Ade Ary menuturkan, dari enam orang yang ditangkap, sudah ada tiga orang yang ditetapkan sebagai tersangka. Di antara para pelaku, lanjut dia, salah satunya sopir korban.
"Tiga di antaranya telah ditetapkan sebagai tersangka dengan dugaan tindak pidana pencurian dengan kekerasan. Kemudian tiga orang lainnya juga sudah diamankan dan pagi ini akan dilaksanakan gelar perkara terkait dugaan tindak pidana pertolongan jahat atau penadahan," ujar dia.
"Salah satu pelaku adalah sopir korban.

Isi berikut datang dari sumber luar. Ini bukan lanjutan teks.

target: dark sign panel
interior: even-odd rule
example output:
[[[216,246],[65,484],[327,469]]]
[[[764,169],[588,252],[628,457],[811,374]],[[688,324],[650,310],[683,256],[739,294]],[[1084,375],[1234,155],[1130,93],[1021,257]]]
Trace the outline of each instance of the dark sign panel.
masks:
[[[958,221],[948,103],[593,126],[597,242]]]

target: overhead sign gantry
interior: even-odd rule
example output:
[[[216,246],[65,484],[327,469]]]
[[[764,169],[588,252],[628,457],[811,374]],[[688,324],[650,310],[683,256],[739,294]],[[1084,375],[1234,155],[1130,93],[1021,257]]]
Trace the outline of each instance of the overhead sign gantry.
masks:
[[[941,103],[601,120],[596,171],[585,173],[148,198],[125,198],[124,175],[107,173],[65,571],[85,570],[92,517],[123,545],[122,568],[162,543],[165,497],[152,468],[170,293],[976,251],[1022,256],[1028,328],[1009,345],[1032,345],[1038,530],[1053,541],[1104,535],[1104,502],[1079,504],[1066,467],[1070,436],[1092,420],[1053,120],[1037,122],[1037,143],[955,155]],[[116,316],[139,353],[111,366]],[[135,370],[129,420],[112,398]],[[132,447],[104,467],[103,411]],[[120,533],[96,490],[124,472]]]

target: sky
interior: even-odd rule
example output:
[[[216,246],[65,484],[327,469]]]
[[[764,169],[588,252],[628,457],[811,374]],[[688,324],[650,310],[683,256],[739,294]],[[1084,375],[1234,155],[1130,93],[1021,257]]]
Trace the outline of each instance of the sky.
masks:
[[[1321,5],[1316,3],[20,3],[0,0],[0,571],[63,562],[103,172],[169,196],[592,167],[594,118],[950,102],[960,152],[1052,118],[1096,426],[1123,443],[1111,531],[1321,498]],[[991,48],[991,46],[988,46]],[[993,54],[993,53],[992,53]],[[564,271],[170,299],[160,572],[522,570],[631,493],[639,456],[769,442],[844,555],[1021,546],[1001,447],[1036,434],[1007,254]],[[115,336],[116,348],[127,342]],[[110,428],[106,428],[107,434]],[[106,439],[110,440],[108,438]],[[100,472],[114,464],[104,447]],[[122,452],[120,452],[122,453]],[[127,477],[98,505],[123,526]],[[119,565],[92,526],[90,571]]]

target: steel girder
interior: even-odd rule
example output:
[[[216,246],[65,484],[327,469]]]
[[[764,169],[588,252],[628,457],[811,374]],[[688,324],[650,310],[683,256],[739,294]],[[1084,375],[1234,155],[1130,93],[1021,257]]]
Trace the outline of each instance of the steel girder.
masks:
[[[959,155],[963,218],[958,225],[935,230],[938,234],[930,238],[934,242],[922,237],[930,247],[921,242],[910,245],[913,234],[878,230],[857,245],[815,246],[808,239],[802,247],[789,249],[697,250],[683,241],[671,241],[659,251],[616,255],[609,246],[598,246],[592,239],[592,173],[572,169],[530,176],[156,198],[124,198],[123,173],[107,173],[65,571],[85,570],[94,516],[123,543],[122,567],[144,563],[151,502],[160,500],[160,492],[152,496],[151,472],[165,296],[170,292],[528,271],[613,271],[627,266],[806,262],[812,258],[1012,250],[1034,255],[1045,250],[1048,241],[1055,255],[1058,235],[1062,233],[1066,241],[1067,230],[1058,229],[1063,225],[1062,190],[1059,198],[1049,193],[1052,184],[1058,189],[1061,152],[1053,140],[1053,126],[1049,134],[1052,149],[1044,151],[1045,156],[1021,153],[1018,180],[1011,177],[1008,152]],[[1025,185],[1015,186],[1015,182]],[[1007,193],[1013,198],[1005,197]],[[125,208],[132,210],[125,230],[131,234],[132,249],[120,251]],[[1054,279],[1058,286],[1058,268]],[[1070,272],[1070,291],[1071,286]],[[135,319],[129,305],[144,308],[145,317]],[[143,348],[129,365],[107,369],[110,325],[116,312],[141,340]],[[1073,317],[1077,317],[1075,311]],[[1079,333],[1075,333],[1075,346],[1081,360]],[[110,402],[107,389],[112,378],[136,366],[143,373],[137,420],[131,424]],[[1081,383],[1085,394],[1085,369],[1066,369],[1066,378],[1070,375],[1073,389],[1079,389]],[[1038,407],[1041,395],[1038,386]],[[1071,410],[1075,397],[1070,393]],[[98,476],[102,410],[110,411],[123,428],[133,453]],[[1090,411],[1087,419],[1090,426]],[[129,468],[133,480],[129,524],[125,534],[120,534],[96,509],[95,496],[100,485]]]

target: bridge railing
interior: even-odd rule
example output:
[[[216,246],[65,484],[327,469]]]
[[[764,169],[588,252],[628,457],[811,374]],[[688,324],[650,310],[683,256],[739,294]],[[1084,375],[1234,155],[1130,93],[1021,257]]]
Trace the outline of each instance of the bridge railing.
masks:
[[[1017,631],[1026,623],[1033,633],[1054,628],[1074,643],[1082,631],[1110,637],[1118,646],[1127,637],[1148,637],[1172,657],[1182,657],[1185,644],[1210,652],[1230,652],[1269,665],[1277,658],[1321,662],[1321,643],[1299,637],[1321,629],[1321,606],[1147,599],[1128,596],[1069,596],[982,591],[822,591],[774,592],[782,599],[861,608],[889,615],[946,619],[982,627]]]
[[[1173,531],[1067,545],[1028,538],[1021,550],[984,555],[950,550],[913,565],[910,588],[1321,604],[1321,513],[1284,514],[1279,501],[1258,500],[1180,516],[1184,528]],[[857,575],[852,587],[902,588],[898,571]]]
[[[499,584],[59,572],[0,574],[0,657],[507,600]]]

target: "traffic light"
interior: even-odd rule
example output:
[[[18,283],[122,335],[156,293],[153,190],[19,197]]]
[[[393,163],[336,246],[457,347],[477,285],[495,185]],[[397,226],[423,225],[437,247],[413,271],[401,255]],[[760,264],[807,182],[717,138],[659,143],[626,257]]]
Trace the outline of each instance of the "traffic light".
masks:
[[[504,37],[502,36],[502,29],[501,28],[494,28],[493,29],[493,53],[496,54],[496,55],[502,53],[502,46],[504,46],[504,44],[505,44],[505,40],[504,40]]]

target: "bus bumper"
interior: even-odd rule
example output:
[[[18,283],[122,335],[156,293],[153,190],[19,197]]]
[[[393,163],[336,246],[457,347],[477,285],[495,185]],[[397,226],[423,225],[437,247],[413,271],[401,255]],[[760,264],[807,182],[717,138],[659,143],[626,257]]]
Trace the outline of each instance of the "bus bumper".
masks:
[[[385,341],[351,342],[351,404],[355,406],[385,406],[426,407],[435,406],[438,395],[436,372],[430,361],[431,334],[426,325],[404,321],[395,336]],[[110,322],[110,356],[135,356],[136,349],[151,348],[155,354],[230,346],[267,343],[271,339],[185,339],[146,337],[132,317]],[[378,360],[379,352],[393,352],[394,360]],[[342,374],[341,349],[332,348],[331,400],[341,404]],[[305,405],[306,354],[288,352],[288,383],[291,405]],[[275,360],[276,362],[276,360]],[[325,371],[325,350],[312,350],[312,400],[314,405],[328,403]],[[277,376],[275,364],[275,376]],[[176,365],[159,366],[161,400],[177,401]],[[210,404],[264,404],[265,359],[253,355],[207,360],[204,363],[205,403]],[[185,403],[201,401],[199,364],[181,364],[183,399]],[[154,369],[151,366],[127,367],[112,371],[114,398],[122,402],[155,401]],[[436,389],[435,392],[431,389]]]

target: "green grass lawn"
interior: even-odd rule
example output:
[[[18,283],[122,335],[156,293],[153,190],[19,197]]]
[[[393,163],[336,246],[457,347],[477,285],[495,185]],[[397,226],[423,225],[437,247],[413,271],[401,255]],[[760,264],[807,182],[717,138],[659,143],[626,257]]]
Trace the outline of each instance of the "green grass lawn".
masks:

Ini masih terus dalam pendalaman," jelas dia.
Sebelumnya, korban SA sempat dilaporkan hilang oleh pihak keluarga dan diduga janjian dengan seseorang pada 30 Juni 2025 lalu. Setelah dikabarkan hilang, SA akhirnya ditemukan meninggal dunia di Bekasi pada Kamis 3 Juli 2025.
SA diketahui pergi membawa mobil Honda Civic dengan ciri-ciri rambut warna beruban pendek, tinggi badan sekitar 162 sentimeter, kulit sawo matang dan terakhir kali mengenakan kemeja kerah berwarna putih serta celana panjang hitam.